Minister of Defense of the Mongolian People's Republic
- In office 1952–1956
- Preceded by: Tsedengiin Janchiv
- Succeeded by: Batyn Dorj

Mayor of Ulaanbaatar
- In office 1959–1962
- Preceded by: Budin Batjargal
- Succeeded by: Luvsanchoimbol Mangaljav

Personal details
- Born: 1915
- Died: 1982 (aged 66–67)
- Citizenship: Mongolia
- Party: Mongolian People's Party
- Alma mater: Lenin Military-Political Academy

= Sanjiin Bataa =

Mongolian politician (1915–1982)

Sanjiin Bataa (Санжийн Батаа; 1915, Central aimag of Inner Mongolia (now Bayandelger Sum, Töv Province, Mongolia) – August 10, 1982) was a Mongolian politician, statesman and military figure who served as Minister of Defense of the Mongolian People's Republic from 1952 to 1956 and Mayor of Ulaanbaatar from 1959 to 1962.

==Biography==
After finishing school, he worked in a cooperative from 1931 to 1936. In 1936, he was drafted into the Mongolian army. In 1945, he graduated from the Lenin Military-Political Academy in Moscow.

In 1946–1950 he was head of the department of the Mongolian People's Democratic Party, deputy head of the department.

In 1950, he was appointed deputy minister of defense and head of the department.
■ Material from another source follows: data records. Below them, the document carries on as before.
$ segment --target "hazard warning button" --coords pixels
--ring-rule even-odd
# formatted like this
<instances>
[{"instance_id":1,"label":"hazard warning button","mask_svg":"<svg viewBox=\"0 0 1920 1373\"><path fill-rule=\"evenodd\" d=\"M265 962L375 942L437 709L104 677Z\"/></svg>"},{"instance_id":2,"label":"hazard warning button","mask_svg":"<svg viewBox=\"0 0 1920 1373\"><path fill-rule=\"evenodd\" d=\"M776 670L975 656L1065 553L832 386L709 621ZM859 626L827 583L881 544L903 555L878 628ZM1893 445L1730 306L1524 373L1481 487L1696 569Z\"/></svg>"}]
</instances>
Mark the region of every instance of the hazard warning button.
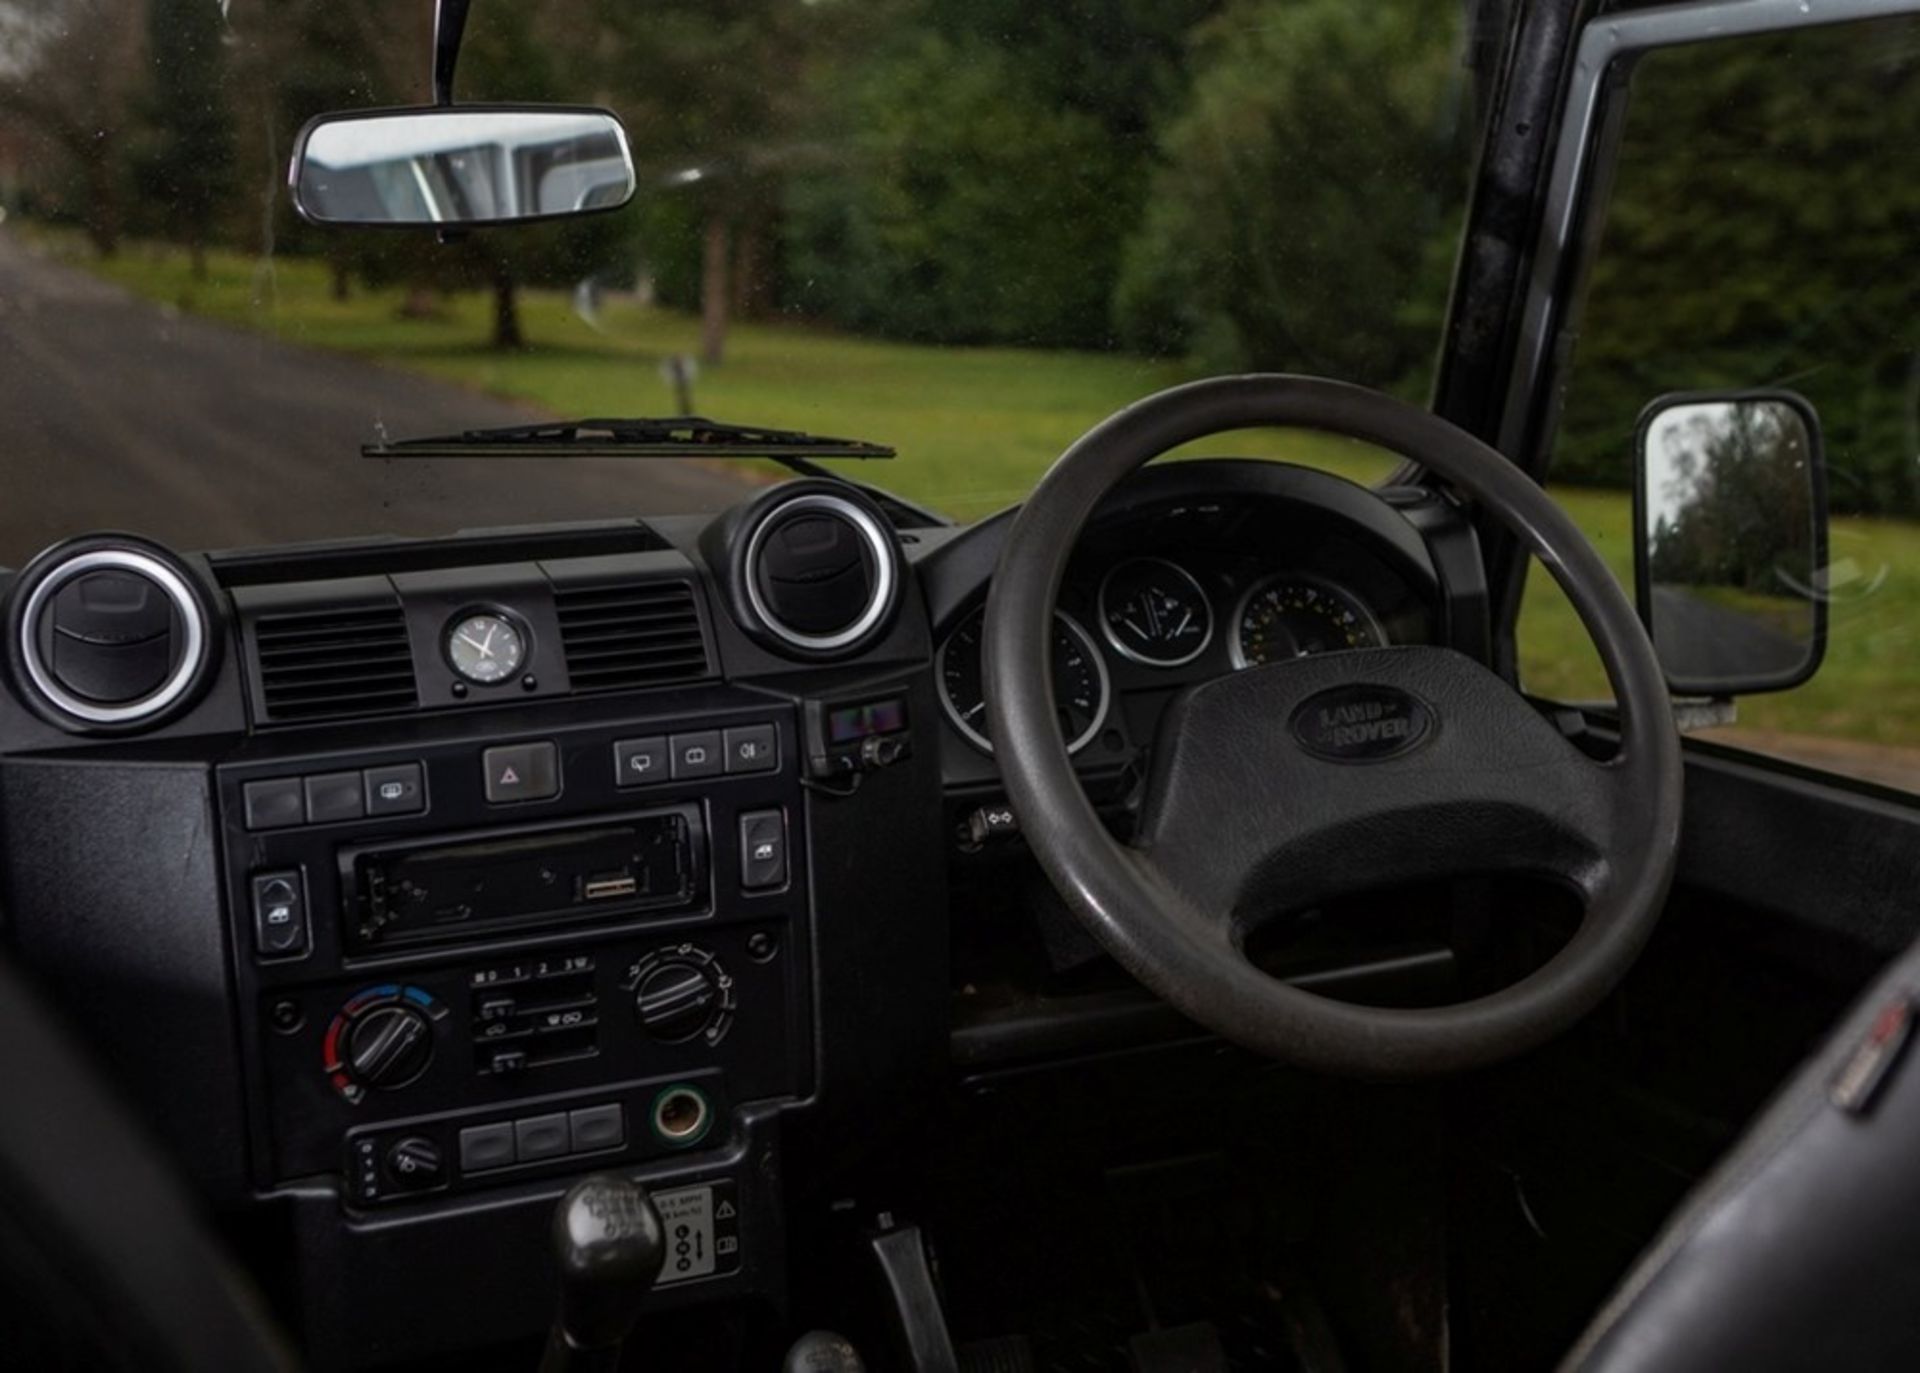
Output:
<instances>
[{"instance_id":1,"label":"hazard warning button","mask_svg":"<svg viewBox=\"0 0 1920 1373\"><path fill-rule=\"evenodd\" d=\"M480 755L487 800L496 806L511 801L545 801L560 794L560 751L551 741L503 744Z\"/></svg>"}]
</instances>

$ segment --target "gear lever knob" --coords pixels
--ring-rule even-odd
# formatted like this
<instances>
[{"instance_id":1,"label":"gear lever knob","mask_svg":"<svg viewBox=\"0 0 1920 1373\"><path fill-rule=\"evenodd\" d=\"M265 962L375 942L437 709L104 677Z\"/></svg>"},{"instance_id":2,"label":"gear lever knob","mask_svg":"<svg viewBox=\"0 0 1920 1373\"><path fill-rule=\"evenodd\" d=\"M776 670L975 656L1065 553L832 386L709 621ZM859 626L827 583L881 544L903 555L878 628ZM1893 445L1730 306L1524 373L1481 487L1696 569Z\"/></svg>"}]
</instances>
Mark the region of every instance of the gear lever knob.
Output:
<instances>
[{"instance_id":1,"label":"gear lever knob","mask_svg":"<svg viewBox=\"0 0 1920 1373\"><path fill-rule=\"evenodd\" d=\"M552 1237L560 1314L542 1373L612 1368L666 1258L660 1213L639 1183L595 1173L560 1199Z\"/></svg>"}]
</instances>

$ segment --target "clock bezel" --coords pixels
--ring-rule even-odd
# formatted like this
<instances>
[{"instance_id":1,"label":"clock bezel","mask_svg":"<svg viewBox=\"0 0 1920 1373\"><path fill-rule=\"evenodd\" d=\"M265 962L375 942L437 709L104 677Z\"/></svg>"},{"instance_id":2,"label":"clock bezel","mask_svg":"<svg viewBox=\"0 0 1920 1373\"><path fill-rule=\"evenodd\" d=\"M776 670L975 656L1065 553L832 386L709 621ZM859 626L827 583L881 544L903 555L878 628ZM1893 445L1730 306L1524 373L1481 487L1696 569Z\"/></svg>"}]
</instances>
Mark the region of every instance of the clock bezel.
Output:
<instances>
[{"instance_id":1,"label":"clock bezel","mask_svg":"<svg viewBox=\"0 0 1920 1373\"><path fill-rule=\"evenodd\" d=\"M520 639L520 660L516 662L510 670L492 681L470 676L461 669L459 660L453 655L454 636L460 631L460 628L469 620L480 619L482 617L500 621L506 625L507 628L511 629ZM528 628L527 622L524 619L503 606L467 606L448 616L446 623L440 627L440 657L442 661L446 663L447 670L453 674L456 682L469 687L481 688L505 686L509 682L519 680L522 674L526 672L527 664L532 661L533 631Z\"/></svg>"}]
</instances>

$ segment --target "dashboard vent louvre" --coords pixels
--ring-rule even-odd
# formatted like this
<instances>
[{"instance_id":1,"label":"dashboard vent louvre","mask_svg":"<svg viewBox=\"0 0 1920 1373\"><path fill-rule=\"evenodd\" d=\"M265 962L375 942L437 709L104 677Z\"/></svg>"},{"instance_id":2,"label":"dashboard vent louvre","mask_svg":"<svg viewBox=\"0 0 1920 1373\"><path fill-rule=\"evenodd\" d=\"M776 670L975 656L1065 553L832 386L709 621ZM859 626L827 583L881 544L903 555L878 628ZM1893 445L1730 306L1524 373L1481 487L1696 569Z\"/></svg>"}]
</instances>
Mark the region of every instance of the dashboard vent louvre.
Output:
<instances>
[{"instance_id":1,"label":"dashboard vent louvre","mask_svg":"<svg viewBox=\"0 0 1920 1373\"><path fill-rule=\"evenodd\" d=\"M270 720L385 715L420 704L397 604L263 615L253 645Z\"/></svg>"},{"instance_id":2,"label":"dashboard vent louvre","mask_svg":"<svg viewBox=\"0 0 1920 1373\"><path fill-rule=\"evenodd\" d=\"M573 689L622 691L713 674L700 605L685 582L554 589Z\"/></svg>"}]
</instances>

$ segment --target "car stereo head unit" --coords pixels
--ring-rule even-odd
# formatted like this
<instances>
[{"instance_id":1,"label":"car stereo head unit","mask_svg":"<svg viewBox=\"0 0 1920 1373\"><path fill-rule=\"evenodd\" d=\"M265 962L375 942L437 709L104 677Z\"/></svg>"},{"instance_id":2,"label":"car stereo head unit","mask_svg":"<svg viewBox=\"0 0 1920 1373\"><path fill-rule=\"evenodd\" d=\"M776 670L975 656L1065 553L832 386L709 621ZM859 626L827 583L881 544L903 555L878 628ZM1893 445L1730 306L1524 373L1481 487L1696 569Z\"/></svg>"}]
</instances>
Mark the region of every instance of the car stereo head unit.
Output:
<instances>
[{"instance_id":1,"label":"car stereo head unit","mask_svg":"<svg viewBox=\"0 0 1920 1373\"><path fill-rule=\"evenodd\" d=\"M706 827L693 804L484 835L340 851L347 948L695 910Z\"/></svg>"}]
</instances>

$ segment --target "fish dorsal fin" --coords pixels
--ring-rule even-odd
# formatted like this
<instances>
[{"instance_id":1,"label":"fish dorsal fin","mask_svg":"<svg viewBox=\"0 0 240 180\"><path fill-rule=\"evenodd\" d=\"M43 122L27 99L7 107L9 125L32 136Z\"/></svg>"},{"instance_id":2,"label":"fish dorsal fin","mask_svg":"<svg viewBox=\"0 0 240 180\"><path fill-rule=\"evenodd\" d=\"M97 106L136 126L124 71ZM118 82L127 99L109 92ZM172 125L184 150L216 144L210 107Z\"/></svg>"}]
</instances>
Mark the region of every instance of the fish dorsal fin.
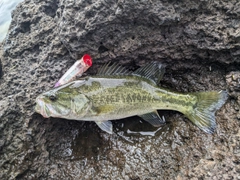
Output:
<instances>
[{"instance_id":1,"label":"fish dorsal fin","mask_svg":"<svg viewBox=\"0 0 240 180\"><path fill-rule=\"evenodd\" d=\"M165 123L165 118L164 117L161 118L157 111L153 111L138 116L147 121L148 123L150 123L151 125L153 125L154 127L159 127Z\"/></svg>"},{"instance_id":2,"label":"fish dorsal fin","mask_svg":"<svg viewBox=\"0 0 240 180\"><path fill-rule=\"evenodd\" d=\"M155 85L157 85L162 79L165 73L165 65L160 62L153 61L143 67L140 67L136 71L132 73L132 75L141 76L143 78L147 78L152 81Z\"/></svg>"},{"instance_id":3,"label":"fish dorsal fin","mask_svg":"<svg viewBox=\"0 0 240 180\"><path fill-rule=\"evenodd\" d=\"M97 74L98 75L123 75L123 74L126 75L126 74L131 74L131 72L126 68L122 67L121 65L119 65L118 63L113 63L112 65L110 65L110 62L109 62L103 65L99 69Z\"/></svg>"},{"instance_id":4,"label":"fish dorsal fin","mask_svg":"<svg viewBox=\"0 0 240 180\"><path fill-rule=\"evenodd\" d=\"M95 121L95 122L101 130L103 130L109 134L113 133L111 121Z\"/></svg>"}]
</instances>

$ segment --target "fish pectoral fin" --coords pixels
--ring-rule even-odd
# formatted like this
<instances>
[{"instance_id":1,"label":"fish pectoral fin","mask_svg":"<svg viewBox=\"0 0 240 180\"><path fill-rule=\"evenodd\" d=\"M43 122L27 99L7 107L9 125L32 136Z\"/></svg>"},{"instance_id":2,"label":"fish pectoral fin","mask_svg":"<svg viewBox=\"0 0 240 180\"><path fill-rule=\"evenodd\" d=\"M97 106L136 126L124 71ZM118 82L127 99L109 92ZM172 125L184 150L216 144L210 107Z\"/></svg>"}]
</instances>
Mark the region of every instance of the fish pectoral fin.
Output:
<instances>
[{"instance_id":1,"label":"fish pectoral fin","mask_svg":"<svg viewBox=\"0 0 240 180\"><path fill-rule=\"evenodd\" d=\"M153 82L154 85L158 85L164 73L165 73L165 65L161 64L160 62L153 61L137 69L132 73L132 75L141 76Z\"/></svg>"},{"instance_id":2,"label":"fish pectoral fin","mask_svg":"<svg viewBox=\"0 0 240 180\"><path fill-rule=\"evenodd\" d=\"M153 112L138 115L138 116L144 119L145 121L147 121L148 123L150 123L151 125L153 125L154 127L159 127L165 123L164 116L161 118L157 111L153 111Z\"/></svg>"},{"instance_id":3,"label":"fish pectoral fin","mask_svg":"<svg viewBox=\"0 0 240 180\"><path fill-rule=\"evenodd\" d=\"M95 121L95 122L101 130L109 134L113 133L113 130L112 130L113 125L111 121Z\"/></svg>"}]
</instances>

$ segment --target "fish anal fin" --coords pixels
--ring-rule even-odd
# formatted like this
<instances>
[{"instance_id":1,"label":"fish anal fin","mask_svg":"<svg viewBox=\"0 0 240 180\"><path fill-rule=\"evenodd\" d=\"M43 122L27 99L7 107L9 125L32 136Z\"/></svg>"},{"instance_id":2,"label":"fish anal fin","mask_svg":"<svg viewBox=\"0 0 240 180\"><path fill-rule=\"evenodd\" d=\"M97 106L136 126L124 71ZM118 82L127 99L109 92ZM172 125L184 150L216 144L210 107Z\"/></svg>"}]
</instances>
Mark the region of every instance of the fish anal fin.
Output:
<instances>
[{"instance_id":1,"label":"fish anal fin","mask_svg":"<svg viewBox=\"0 0 240 180\"><path fill-rule=\"evenodd\" d=\"M147 121L148 123L150 123L151 125L153 125L154 127L159 127L165 123L165 118L164 117L161 118L157 111L153 111L138 116Z\"/></svg>"},{"instance_id":2,"label":"fish anal fin","mask_svg":"<svg viewBox=\"0 0 240 180\"><path fill-rule=\"evenodd\" d=\"M155 85L157 85L165 73L165 65L160 62L153 61L132 73L135 76L141 76L143 78L149 79Z\"/></svg>"},{"instance_id":3,"label":"fish anal fin","mask_svg":"<svg viewBox=\"0 0 240 180\"><path fill-rule=\"evenodd\" d=\"M103 130L109 134L113 133L113 130L112 130L113 125L112 125L111 121L95 121L95 122L101 130Z\"/></svg>"}]
</instances>

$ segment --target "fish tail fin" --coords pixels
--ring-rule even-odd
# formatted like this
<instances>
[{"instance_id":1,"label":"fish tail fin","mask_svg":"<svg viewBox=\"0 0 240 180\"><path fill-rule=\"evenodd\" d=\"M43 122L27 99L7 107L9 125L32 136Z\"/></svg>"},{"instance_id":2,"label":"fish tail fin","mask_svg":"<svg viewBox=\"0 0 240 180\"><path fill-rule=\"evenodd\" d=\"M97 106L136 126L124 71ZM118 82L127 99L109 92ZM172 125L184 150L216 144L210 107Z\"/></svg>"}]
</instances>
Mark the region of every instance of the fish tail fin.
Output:
<instances>
[{"instance_id":1,"label":"fish tail fin","mask_svg":"<svg viewBox=\"0 0 240 180\"><path fill-rule=\"evenodd\" d=\"M222 107L228 98L226 91L192 93L197 97L193 109L185 115L201 130L213 133L216 127L215 112Z\"/></svg>"}]
</instances>

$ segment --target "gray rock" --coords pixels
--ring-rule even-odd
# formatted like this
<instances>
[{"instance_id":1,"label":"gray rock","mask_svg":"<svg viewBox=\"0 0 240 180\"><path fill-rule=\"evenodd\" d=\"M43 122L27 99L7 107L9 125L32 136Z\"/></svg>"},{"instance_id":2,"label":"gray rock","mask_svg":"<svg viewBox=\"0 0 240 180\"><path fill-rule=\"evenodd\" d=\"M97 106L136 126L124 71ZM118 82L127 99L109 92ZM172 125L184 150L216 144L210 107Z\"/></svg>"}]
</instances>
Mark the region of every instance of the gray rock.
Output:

Minister of Defense of the Mongolian People's Republic from 1952 to 1956.

In 1956, when the Ministry of Defense took over the Ministry of Internal Affairs and the combined, Ministry of Military and Public Security was created, he was appointed first deputy minister and commander of the Mongolian People's Army.

Since 1956 he was engaged in diplomatic work. In 1956–1959 he was the ambassador of the Mongolian People's Republic to the Soviet Union. In 1956, he was appointed Chairman of the Mongolian Committee for Friendship and International Cultural Relations.

In 1959–1962 he served as the Chairman (mayor) of the executive committee of the People's Assembly of Ulaanbaatar.

From 1962 he was head of the Department of the Central Committee of the MPRP. In 1966 he headed of the Administrative Department of the Central Committee of the MPRP, and then he headed the Administrative and Organizational Department of the Central Committee of the MPRP.

From 1963 until the end of his life, he was elected as a deputy of the Great People's Khural, was a member of the Presidium of the Great People's Khural, from 1966 to 1969 - Deputy Chairman of the Presidium of the Great People's Khural. He held the rank of Colonel General.